Second Place
- First edition cover (Farrar, Straus & Giroux, 2021)
- Author: Rachel Cusk
- Audio read by: Kate Fleetwood
- Language: English
- Publisher: Farrar, Straus & Giroux (US) Faber and Faber (UK)
- Publication date: 4 May 2021 (US) 6 May 2021 (UK)
- Publication place: United Kingdom
- Media type: Print (hardback), e-book, audio
- Pages: 192 (US) 224 (UK)
- ISBN: 978-0-374-90778-5 (US first edition hardback) 978-0-571-36629-3 (UK first edition hardback)
- OCLC: 1182584680
- Dewey Decimal: 823/.914
- LC Class: PR6053.U825 S43 2021

= Second Place (novel) =

2021 novel by Rachel Cusk

Second Place is a 2021 novel by Rachel Cusk.

== Premise ==
A female narrator, M, invites a famous painter, L, to use her guesthouse on the English coast marshlands where she lives with her family. It is inspired by Mabel Dodge Luhan's 1932 memoir Lorenzo in Taos, about the writer D. H. Lawrence's early 1920s sojourn in Taos, New Mexico.

== Reception ==
In its starred review, Kirkus Reviews wrote that Cusk's "brilliant prose and piercing insights convey a dark but compelling view of human nature." Publishers Weekly, in its starred review, wrote, "There is the erudition of the author's Outline trilogy here, but with a tightly contained dramatic narrative."

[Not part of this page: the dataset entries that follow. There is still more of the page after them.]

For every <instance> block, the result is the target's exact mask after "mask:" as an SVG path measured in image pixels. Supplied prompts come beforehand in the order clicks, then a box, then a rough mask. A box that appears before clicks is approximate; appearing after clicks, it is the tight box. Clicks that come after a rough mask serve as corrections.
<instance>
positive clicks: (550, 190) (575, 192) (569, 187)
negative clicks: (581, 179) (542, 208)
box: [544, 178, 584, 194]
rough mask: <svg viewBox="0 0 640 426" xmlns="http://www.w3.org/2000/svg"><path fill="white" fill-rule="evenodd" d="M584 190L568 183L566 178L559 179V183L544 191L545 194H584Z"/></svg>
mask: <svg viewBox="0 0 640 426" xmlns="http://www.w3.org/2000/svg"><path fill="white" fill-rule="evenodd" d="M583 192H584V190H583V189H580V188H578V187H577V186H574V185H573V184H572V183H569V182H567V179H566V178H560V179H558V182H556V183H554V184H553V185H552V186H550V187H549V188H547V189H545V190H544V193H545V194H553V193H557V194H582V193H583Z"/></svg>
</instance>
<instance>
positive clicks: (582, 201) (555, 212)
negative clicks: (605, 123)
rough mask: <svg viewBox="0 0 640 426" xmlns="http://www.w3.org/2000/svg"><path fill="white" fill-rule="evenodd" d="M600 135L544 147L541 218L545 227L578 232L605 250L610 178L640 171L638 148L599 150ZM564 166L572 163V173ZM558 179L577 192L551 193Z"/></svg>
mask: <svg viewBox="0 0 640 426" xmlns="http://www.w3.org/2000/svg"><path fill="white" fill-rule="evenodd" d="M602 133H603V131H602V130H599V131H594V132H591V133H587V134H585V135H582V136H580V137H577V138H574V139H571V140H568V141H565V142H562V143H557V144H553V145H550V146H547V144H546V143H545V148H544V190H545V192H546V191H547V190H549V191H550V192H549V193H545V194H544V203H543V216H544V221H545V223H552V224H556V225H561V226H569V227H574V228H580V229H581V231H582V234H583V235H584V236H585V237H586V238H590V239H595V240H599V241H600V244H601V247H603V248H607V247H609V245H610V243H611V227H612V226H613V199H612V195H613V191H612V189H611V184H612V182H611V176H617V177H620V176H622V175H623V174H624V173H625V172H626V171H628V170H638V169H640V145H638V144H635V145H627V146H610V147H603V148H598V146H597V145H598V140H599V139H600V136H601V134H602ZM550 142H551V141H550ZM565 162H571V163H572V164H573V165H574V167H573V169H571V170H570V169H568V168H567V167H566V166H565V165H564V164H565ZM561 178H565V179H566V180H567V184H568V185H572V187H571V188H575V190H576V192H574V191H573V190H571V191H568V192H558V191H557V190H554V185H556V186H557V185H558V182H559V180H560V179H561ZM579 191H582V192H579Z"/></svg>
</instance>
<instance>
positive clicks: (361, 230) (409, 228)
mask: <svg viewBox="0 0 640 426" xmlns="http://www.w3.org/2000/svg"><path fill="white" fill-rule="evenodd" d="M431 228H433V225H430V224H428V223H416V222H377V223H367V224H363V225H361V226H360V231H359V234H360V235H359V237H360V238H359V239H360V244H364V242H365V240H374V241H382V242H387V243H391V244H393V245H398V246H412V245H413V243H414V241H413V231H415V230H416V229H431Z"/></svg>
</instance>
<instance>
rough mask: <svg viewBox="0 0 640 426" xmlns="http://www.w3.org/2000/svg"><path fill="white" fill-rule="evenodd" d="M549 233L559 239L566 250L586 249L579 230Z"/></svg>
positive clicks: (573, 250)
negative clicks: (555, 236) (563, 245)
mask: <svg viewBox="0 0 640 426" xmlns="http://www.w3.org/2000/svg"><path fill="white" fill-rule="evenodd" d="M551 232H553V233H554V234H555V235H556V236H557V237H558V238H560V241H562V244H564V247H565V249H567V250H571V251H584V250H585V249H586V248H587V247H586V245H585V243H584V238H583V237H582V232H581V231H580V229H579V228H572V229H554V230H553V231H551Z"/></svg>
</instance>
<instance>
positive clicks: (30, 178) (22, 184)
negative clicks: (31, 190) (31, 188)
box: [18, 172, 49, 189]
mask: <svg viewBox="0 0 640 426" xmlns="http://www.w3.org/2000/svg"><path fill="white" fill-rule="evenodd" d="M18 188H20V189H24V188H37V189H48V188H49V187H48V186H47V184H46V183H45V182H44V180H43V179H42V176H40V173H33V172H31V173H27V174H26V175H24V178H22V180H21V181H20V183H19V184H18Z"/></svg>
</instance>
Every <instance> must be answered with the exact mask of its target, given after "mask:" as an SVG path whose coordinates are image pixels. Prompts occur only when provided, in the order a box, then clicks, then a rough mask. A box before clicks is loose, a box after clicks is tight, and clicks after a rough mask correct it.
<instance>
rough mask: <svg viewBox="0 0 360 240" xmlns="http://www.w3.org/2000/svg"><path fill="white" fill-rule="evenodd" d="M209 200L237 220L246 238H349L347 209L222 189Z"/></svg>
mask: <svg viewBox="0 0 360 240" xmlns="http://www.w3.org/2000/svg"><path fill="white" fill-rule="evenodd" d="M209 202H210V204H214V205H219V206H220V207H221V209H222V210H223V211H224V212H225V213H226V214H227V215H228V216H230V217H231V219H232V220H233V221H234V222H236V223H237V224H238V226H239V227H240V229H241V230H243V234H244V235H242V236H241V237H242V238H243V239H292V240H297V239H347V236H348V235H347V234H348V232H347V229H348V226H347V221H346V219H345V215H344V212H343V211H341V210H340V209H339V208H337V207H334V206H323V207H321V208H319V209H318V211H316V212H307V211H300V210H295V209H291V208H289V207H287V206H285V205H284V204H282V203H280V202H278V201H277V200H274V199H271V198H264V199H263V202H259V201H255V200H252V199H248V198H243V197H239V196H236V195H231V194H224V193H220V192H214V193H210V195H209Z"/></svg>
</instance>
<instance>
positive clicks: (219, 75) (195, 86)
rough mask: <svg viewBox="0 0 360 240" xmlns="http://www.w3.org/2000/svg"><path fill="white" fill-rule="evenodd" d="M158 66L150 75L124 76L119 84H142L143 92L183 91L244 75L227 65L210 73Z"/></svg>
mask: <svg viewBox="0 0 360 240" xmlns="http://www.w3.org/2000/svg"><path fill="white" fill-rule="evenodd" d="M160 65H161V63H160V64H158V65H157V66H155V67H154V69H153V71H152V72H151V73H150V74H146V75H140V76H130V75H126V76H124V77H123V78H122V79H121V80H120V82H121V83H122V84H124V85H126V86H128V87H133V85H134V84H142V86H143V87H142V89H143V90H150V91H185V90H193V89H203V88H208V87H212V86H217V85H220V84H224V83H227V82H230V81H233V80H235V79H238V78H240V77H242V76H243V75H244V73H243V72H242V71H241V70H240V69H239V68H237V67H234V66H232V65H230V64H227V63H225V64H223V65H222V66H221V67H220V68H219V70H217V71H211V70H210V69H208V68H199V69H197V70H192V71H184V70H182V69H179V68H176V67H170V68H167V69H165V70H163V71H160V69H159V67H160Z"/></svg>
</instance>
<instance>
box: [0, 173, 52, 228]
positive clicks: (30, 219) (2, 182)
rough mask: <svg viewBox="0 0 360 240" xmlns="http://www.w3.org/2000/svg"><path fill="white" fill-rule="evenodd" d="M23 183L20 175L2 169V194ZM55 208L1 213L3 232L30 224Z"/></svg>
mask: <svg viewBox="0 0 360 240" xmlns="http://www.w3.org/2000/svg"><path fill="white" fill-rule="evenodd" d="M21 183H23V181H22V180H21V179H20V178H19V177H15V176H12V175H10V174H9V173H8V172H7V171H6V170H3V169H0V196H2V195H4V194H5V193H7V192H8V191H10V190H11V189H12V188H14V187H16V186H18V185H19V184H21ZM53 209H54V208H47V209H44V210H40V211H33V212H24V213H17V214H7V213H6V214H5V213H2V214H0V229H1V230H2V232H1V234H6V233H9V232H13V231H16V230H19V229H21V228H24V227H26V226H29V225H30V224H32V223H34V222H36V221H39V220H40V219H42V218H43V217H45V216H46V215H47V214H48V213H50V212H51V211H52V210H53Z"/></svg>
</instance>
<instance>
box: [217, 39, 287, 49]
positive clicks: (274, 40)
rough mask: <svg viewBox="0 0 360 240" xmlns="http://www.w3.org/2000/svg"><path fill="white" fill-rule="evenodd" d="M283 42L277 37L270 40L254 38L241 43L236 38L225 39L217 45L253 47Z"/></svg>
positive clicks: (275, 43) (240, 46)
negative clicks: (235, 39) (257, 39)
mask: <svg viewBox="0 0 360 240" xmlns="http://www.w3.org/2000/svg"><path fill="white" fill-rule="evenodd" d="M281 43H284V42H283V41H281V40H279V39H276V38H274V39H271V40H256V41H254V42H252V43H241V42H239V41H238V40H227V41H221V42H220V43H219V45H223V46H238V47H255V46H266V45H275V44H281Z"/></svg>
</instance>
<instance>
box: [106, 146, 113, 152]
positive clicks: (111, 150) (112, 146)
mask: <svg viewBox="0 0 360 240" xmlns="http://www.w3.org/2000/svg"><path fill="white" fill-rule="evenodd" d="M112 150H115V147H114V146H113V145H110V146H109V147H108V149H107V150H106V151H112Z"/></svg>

The novel was longlisted for the 2021 Booker Prize, a finalist for the National Book Critics Circle Award for Fiction, and shortlisted for the Governor General's Award for English-language fiction at the 2021 Governor General's Awards. Blandine Longre's French translation was awarded the 2022 Prix Femina étranger.